Published 14 Jun 2024 in cs.SE

Abstract: Mutation testing is a foundation approach in the software testing field, based on automatically seeded small syntactic changes, known as mutations. The question of how to generate high-utility mutations, to be used for testing purposes, forms a key challenge in mutation testing literature. LLMs have shown great potential in code-related tasks but their utility in mutation testing remains unexplored.
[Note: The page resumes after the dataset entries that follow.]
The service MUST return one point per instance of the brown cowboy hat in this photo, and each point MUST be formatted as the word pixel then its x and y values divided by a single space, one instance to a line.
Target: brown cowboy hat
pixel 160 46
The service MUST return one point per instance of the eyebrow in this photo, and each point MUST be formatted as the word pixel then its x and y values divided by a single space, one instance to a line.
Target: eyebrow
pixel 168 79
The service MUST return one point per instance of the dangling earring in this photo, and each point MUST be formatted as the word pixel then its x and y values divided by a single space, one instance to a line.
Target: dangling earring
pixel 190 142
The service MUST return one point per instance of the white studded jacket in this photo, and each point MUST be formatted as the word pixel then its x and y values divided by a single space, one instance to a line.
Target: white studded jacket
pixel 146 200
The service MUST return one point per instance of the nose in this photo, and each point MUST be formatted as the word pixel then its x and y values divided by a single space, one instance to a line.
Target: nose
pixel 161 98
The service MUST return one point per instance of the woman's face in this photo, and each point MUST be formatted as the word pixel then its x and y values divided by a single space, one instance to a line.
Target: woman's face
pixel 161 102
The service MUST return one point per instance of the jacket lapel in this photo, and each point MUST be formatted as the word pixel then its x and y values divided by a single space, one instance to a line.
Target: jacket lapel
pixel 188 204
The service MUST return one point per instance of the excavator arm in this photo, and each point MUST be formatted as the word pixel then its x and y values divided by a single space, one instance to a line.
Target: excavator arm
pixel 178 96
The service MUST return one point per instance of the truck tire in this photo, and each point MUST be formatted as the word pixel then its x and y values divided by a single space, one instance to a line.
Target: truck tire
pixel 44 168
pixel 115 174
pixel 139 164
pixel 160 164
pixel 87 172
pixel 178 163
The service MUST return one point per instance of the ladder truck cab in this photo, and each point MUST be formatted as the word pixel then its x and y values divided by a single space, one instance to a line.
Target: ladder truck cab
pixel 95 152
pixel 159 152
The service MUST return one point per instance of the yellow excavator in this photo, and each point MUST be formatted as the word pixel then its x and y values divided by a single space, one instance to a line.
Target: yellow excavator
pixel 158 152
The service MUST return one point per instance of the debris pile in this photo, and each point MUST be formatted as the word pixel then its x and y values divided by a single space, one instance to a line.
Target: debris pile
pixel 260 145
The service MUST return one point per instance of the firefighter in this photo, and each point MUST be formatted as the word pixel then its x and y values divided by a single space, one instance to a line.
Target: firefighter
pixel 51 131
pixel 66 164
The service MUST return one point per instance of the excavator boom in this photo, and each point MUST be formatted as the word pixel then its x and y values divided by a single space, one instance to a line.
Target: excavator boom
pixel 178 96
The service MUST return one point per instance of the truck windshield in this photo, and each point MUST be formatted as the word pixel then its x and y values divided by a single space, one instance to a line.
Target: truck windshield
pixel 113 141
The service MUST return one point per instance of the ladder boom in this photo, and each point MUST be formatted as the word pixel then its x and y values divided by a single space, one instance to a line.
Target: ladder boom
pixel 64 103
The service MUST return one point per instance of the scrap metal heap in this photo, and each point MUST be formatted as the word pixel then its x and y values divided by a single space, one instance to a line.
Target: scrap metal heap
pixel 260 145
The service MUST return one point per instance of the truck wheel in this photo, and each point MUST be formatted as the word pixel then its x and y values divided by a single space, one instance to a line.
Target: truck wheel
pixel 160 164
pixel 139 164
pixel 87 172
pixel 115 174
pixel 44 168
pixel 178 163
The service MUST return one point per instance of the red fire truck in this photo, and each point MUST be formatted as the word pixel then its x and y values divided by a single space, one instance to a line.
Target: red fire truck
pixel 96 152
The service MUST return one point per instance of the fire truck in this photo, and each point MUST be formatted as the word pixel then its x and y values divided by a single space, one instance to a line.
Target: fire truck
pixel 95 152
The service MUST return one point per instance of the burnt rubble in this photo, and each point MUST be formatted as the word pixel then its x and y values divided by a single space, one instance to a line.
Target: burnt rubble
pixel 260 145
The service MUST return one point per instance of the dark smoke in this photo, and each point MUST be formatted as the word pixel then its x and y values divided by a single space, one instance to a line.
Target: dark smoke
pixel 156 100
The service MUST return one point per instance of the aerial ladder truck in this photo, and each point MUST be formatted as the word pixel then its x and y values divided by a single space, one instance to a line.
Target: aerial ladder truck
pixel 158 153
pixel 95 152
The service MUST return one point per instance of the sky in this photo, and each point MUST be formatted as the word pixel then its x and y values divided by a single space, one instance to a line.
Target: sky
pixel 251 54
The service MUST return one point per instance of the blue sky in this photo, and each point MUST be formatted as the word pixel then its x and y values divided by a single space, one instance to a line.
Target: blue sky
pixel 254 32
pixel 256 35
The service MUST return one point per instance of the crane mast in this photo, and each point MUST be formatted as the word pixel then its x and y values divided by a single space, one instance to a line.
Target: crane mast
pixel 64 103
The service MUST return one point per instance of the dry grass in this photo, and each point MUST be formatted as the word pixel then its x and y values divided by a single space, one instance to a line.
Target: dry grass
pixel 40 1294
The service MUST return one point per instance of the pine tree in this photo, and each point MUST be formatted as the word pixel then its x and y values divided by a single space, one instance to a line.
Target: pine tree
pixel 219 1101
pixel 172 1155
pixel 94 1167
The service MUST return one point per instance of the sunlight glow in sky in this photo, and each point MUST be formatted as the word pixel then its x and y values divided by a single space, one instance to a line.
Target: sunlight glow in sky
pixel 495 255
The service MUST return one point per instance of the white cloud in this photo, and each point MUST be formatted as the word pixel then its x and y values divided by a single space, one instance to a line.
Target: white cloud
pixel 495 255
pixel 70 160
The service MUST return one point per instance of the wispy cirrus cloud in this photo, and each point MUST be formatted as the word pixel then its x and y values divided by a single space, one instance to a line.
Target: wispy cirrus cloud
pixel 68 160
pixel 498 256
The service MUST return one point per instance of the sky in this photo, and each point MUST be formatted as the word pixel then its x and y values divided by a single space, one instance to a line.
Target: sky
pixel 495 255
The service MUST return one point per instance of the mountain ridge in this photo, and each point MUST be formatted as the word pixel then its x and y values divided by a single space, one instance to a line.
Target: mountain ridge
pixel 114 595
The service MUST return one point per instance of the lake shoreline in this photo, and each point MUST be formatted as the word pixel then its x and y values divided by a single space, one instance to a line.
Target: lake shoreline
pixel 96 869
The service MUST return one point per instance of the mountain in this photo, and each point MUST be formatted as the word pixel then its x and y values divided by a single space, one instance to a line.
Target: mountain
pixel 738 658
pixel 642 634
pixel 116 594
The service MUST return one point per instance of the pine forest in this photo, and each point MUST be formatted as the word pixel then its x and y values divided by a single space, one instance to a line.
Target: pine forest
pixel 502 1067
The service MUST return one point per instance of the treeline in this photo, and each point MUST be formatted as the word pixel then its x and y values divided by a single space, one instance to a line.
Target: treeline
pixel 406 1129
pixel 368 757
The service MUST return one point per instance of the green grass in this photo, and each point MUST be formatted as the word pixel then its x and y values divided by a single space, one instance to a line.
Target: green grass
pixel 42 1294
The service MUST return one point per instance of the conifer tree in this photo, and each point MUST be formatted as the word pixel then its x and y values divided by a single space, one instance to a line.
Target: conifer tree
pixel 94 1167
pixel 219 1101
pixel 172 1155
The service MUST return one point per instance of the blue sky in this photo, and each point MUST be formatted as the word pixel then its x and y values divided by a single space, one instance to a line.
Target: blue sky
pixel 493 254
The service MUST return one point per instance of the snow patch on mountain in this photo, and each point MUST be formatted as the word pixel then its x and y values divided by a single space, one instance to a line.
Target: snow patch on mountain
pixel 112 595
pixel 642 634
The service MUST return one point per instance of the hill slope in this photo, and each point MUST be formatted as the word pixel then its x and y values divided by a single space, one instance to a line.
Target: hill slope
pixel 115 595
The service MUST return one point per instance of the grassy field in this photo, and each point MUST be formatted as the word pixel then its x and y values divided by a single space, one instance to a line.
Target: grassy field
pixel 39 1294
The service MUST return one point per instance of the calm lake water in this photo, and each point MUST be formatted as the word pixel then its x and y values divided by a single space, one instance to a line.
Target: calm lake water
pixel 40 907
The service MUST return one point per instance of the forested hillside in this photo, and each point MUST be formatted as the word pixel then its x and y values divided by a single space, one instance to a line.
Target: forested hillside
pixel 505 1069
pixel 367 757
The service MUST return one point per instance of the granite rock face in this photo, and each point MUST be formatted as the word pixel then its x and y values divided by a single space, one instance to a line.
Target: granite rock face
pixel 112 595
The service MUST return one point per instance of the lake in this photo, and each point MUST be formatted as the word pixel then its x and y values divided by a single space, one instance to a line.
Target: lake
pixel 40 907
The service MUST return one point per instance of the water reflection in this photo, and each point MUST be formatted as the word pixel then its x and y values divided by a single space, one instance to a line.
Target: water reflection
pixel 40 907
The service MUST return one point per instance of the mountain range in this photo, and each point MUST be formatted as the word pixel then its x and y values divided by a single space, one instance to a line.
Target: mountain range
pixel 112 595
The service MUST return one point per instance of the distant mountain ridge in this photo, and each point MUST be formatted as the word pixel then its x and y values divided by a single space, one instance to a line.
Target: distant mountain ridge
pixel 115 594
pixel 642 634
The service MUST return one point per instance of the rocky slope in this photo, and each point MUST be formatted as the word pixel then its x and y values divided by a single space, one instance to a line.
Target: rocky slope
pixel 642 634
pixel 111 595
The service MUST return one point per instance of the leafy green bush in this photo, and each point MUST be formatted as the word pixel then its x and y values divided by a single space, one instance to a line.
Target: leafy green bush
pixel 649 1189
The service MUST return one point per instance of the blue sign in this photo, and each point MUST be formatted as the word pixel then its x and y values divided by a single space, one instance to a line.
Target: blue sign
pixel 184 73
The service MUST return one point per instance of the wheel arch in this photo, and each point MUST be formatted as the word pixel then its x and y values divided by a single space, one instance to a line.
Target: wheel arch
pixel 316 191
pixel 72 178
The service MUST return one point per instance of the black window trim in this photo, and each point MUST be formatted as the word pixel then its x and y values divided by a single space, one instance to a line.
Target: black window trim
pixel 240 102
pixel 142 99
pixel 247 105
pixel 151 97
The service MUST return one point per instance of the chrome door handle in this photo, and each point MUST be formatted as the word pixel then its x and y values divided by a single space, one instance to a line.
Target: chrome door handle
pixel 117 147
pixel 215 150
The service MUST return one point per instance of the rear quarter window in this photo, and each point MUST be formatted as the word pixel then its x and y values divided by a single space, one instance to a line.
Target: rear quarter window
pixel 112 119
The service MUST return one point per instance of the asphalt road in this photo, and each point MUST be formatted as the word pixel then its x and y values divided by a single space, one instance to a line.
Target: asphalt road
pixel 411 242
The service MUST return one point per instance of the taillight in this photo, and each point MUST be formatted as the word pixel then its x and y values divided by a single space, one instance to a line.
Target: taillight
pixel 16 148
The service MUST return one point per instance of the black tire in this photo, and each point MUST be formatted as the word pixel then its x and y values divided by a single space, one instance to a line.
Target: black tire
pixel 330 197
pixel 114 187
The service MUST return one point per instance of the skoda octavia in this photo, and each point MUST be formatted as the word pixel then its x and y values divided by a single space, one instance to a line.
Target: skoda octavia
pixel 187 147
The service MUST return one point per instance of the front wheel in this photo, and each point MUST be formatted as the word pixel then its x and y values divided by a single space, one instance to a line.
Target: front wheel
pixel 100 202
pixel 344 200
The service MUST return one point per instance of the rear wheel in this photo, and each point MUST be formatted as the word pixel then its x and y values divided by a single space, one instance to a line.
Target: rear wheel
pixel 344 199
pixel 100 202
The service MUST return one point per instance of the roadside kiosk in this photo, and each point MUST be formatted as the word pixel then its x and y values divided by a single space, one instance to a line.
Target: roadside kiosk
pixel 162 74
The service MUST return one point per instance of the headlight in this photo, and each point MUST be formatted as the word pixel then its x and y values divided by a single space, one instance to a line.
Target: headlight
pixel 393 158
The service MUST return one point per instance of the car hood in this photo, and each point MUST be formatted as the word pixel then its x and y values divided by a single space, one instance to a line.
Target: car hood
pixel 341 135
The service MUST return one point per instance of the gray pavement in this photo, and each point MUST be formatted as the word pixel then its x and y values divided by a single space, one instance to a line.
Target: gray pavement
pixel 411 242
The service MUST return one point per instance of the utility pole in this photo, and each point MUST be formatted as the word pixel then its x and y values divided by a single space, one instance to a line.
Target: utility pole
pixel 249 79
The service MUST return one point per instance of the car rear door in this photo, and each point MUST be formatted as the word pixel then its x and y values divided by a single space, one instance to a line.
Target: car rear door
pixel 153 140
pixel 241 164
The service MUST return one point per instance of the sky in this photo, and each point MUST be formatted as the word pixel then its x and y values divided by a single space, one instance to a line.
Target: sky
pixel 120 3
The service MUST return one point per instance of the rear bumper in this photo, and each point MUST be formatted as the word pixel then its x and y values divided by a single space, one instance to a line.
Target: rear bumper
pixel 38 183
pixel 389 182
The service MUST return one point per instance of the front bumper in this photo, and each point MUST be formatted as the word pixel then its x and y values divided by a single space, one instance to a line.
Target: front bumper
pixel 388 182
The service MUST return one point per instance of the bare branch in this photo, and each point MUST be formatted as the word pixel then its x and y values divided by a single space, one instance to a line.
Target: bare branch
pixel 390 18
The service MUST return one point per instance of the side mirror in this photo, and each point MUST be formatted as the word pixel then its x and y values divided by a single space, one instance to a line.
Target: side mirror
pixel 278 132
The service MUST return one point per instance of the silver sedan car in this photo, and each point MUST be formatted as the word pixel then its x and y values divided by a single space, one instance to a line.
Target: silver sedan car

To this end, we systematically investigate the performance of LLMs in generating effective mutations w.r.t. to their usability, fault detection potential, and relationship with real bugs. In particular, we perform a large-scale empirical study involving six LLMs, including both state-of-the-art open- and closed-source models, and 851 real bugs on two Java benchmarks (i.e., 605 bugs from 12 projects of Defects4J 2.0 and 246 bugs of ConDefects). We find that compared to existing approaches, LLMs generate more diverse mutations that are behaviorally closer to real bugs, which leads to approximately 19% higher fault detection than current approaches (i.e., 93% vs. 74%). Nevertheless, the mutants generated by LLMs have worse compilability rate, useless mutation rate, and equivalent mutation rate than those generated by rule-based approaches. This paper also examines alternative prompt engineering strategies and identifies the root causes of uncompilable mutations, providing insights for researchers to further enhance the performance of LLMs in mutation testing.